Passenger vehicles: UV-led recovery
The passenger vehicle segment witnessed a 18.7 per cent year-on-year (Y-o-Y) growth in November 2025, driven by all categories including cars and utility vehicles (UVs). While the year-to-date (Y-T-D) growth remains moderate at 3.6 per cent, certain players have considerably outperformed peers.
Mahindra & Mahindra grew 18 per cent Y-o-Y, driven by the Thar (+59 per cent Y-o-Y) and new electric vehicle launches, which sold ~31,000 units Y-T-D. Toyota delivered 16 per cent growth, boosted by Innova Hycross, which now outsells Crysta at a 64:36 mix, while Kia rose 9 per cent, aided primarily by Carens (~7,100 units/month Y-T-D). Conversely, Maruti and Hyundai volumes remained largely flat or declined, reflecting a more muted performance in select segments.
Within cars, November volumes grew 17 per cent Y-o-Y, though Y-T-D volumes were slightly down (~1 per cent). Models like Dzire, with a 46 per cent Y-o-Y increase, and Grand Vitara, which rebounded to ~11,000 units in November, have been key growth drivers for MSIL. On the flip side, models such as Alto, Spresso, and Honda City faced sharp declines on a Y-T-D basis. In UVs, M&M, Kia, and Toyota have captured market share, while MSIL and Hyundai lagged, highlighting the continuing shift in consumer preference toward UVs and premium offerings.
Two-wheelers: TVS outperforms amid segmental shifts
The domestic 2W internal combustion engine (ICE) market displayed strong growth of 19.1 per cent Y-o-Y in November 2025, aided by festive order backlogs and normalisation of dealer inventories. However, Y-T-D growth is modest at 2.2 per cent, impacted by weak demand in the first quarter. Among the top four 2W players, TVS Motor was the only company to gain market share (+190 basis points Y-T-D to 18.8 per cent), while Hero MotoCorp (HMCL) and Honda Motorcycle & Scooter India (HMSI) lost share.

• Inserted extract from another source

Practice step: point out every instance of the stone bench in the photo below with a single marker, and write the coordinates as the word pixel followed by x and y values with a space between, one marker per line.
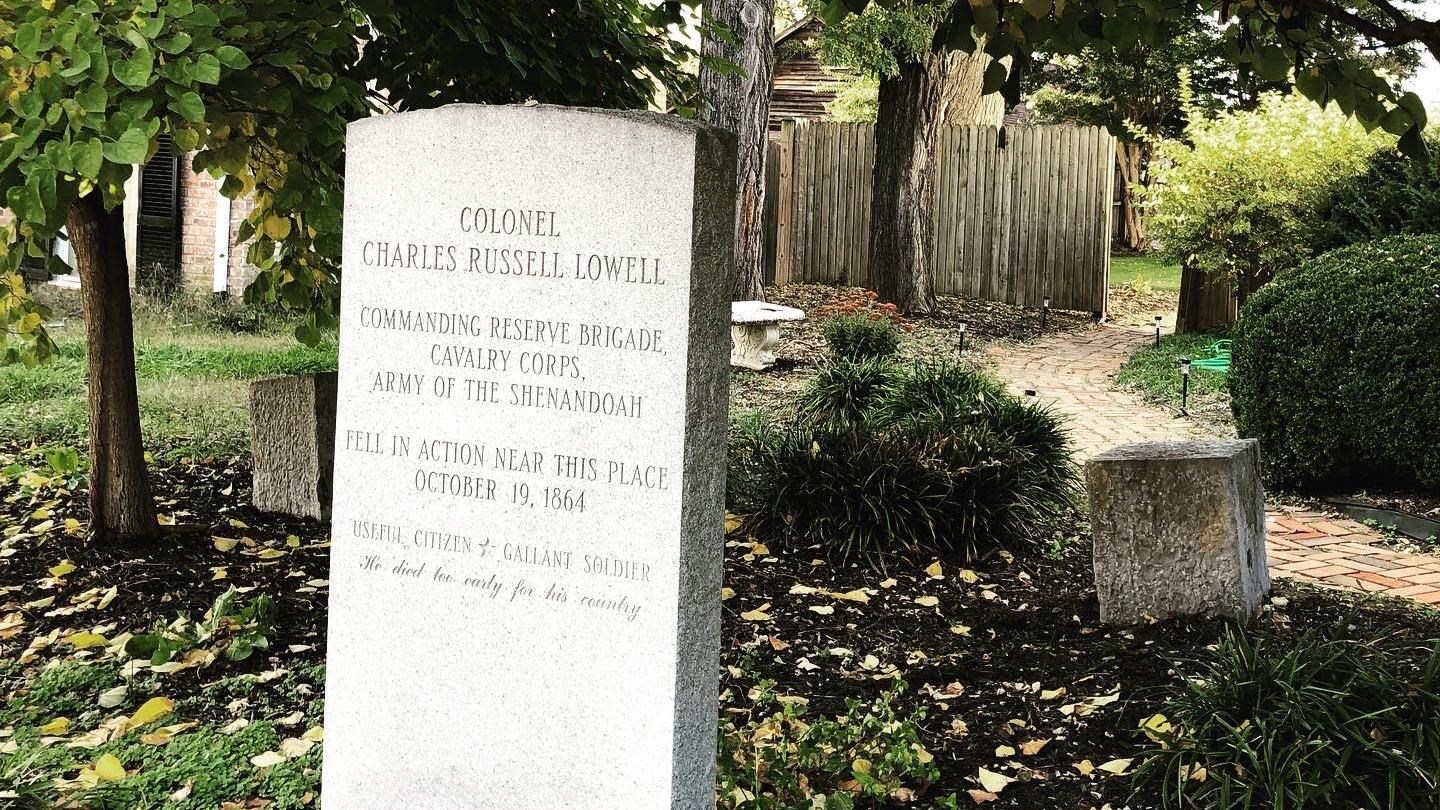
pixel 755 329
pixel 1178 529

Motorcycle volumes were largely flat Y-T-D, with segments >250cc (+23 per cent) and 150-250cc (+4 per cent) showing growth. Royal Enfield led the >250cc segment with strong Bullet 350 demand (+59 per cent Y-o-Y), translating to an 87.3 per cent market share. In the 150–250cc category, TVS emerged as the standout performer with 31.4 per cent Y-o-Y growth Y-T-D, driven by the Apache and the newly launched Ronin, gaining 610 basis points of market share.

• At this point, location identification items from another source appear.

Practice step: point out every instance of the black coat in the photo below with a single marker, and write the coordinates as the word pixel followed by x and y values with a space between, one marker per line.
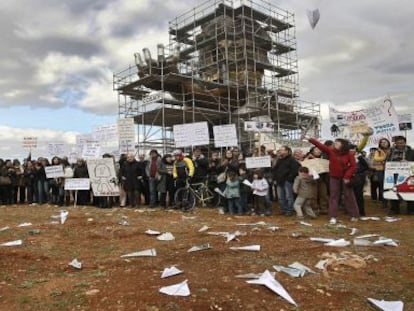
pixel 285 169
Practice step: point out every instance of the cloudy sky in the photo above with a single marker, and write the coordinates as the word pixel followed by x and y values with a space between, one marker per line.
pixel 57 59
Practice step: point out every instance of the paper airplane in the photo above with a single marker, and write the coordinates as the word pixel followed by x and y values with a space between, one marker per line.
pixel 252 276
pixel 12 243
pixel 270 282
pixel 323 240
pixel 199 248
pixel 63 216
pixel 171 271
pixel 387 305
pixel 251 248
pixel 353 231
pixel 124 221
pixel 203 228
pixel 391 219
pixel 152 232
pixel 145 253
pixel 369 218
pixel 76 264
pixel 295 269
pixel 167 236
pixel 25 224
pixel 338 243
pixel 180 289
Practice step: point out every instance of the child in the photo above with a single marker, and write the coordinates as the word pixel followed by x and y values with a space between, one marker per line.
pixel 260 188
pixel 232 193
pixel 304 187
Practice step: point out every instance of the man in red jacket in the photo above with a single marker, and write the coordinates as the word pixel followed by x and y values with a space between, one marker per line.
pixel 342 167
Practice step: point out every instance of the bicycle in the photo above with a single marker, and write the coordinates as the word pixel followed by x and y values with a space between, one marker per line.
pixel 187 196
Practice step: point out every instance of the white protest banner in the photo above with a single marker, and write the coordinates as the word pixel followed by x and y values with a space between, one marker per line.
pixel 30 142
pixel 399 180
pixel 106 133
pixel 191 134
pixel 258 162
pixel 57 149
pixel 103 177
pixel 77 184
pixel 91 150
pixel 259 126
pixel 380 119
pixel 81 141
pixel 318 165
pixel 54 171
pixel 405 122
pixel 225 135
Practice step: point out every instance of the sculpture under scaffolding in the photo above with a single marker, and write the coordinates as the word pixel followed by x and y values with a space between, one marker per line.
pixel 226 62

The 100cc and 125cc segments highlighted contrasting trends. The 100cc segment declined ~3 per cent Y-T-D, but HMCL strengthened its dominance with an 80.6 per cent share, led by HF Deluxe. Meanwhile, HMSI capitalised on the Shine and CB 125 Hornet in the 125cc segment, gaining 560 basis points to 48.9 per cent Y-T-D, while BJAUT and HMCL ceded share. Scooters also showed robust demand, growing 7.8 per cent Y-T-D, with TVS Jupiter 110 and Ntorq 150 contributing to a significant 355-basis point gain in market share. HMCL also performed well with Destiny 125 (+76 per cent Y-o-Y), while HMSI’s Activa and Dio models saw declining volumes, resulting in a 420-basis point loss in share.
Valuation and outlook
According to Motilal Oswal analysts, sustained demand post-festive season, particularly for entry-level vehicles, is a key positive for the sector. As inventories normalise and demand recovers, discounts are expected to ease, improving margins for OEMs and dealers alike.

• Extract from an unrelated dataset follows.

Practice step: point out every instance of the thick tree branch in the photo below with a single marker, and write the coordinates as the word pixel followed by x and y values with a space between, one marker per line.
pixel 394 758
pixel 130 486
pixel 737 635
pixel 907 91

Maruti Suzuki stands out as a top pick due to its new launches and export momentum, while M&M benefits from a strong UV portfolio and robust tractor sales. In the 2W space, TVS Motor’s consistent market share gains and segmental outperformance make it a preferred pick. Among auto ancillary companies, Endurance, SAMIL, and Happy Forgings are expected to benefit from recovery in OEM demand.
Hence, the Indian automobile sector appears well-positioned for steady growth into 2026, supported by resilient consumer demand, successful product launches, and an ongoing shift toward higher-value segments. Monitoring demand sustainability from January 2026 onward will be crucial to gauge the durability of this post-festive recovery.
Disclaimer: The sector/stock outlook has been suggested by Motilal Oswal. Views expressed are their own.